3/2/2022 Jenny Applequist for HMNTL 4 min read
The IEEE Microwave Theory and Technology Society has honored a 2020 paper’s innovative combination of materials for radio-frequency filtering.
Written by Jenny Applequist for HMNTL
For a paper that introduced a new technology for radio-frequency filtering, Songbin Gong and his co-authors have been honored with the 2022 Microwave Prize from the IEEE Microwave Theory and Technology Society (MTT-S).
Each year, the Microwave Prize recognizes one paper, published by IEEE during the calendar year two years earlier, that has been judged that year’s most significant contribution to MTT-S’s field of interest. This year’s prize-winning paper is “Surface Acoustic Wave Devices Using Lithium Niobate on Silicon Carbide" by Shibin Zhang, Ruochen Lu, Hongyan Zhou, Steffen Link, Yansong Yang, Zhongxu Li, Kai Huang, Xin Ou, and Songbin Gong. It was published in the IEEE Transactions on Microwave Theory and Techniques in September 2020.
Radio-frequency filtering is an important component of wireless communication front-end systems, and its improvement will be key to emerging 5G and Internet of Things applications. The winning paper introduced a new type of device technology for radio-frequency filtering, in which lithium niobate thin films are applied to silicon carbide substrates.
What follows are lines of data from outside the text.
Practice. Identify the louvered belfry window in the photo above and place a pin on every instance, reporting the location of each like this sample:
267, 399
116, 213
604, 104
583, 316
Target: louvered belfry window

Gong, who is an associate professor and Intel Alumni Fellow in Electrical and Computer Engineering and the Holonyak Micro & Nanotechnology Lab, explains that the functionality provided by the new solution is already available, using different materials and device structures—but that the authors’ novel combination of materials, and their development of an optimal design for those materials, resulted in a significantly improved performance. “This particular combination... allows us to confine the acoustic waves very well onto the piezoelectric [i.e., the lithium niobate film]; as a result, we can engineer a device with very high performance, in comparison to the state of the art.”
In real-world terms, the innovation will translate into visibly improved performance for wireless device users. For example, “[our] device has a much higher ‘quality factor’ than the existing state of the art. So if you use that high quality factor to build a filter, you’re going to have lower loss, which means that your phone will last longer [on the same battery charge],” Gong says. Further, “the electromechanical coupling of the devices is also much higher than the state of the art around this frequency range; that means you can build wider-bandwidth filters, which allow you to have more physical bandwidth for communication. That would give you a higher data rate for downloading and uploading.”
The team has filed a patent application based on the findings described in the paper.
Gong says he’s particularly happy about the prestigious award because three of his young co-authors have just embarked on faculty careers. “Hopefully this award will give them... more recognition they deserve and launch their career, and allow them more visibility to get more opportunities.”
Co-author Zhang was previously a visiting scholar in Gong’s group and is now an assistant professor at the Shanghai Institute of Microsystem and Information Technology (SIMIT). Lu is a former Ph.D. student and postdoc of Gong’s who is now an assistant professor at The University of Texas at Austin. Zhou is a graduate student at the Chinese Academy of Sciences in Shanghai, and Link is a current graduate student of Gong’s. Yang is a former Ph.D. student and postdoc of Gong’s who is now an assistant professor at the Hong Kong University of Science and Technology. The other three honorees are all at SIMIT: Li as a graduate student, Huang as an assistant researcher, and Ou as a professor.
Dating to 1955, the Microwave Prize is the oldest award offered by MTT-S, which was known as the IEEE Microwave Theory and Techniques Society until 2022. This year’s Prize will be conferred during the annual Society Awards Banquet, which will be held this June during the International Microwave Symposium in Denver.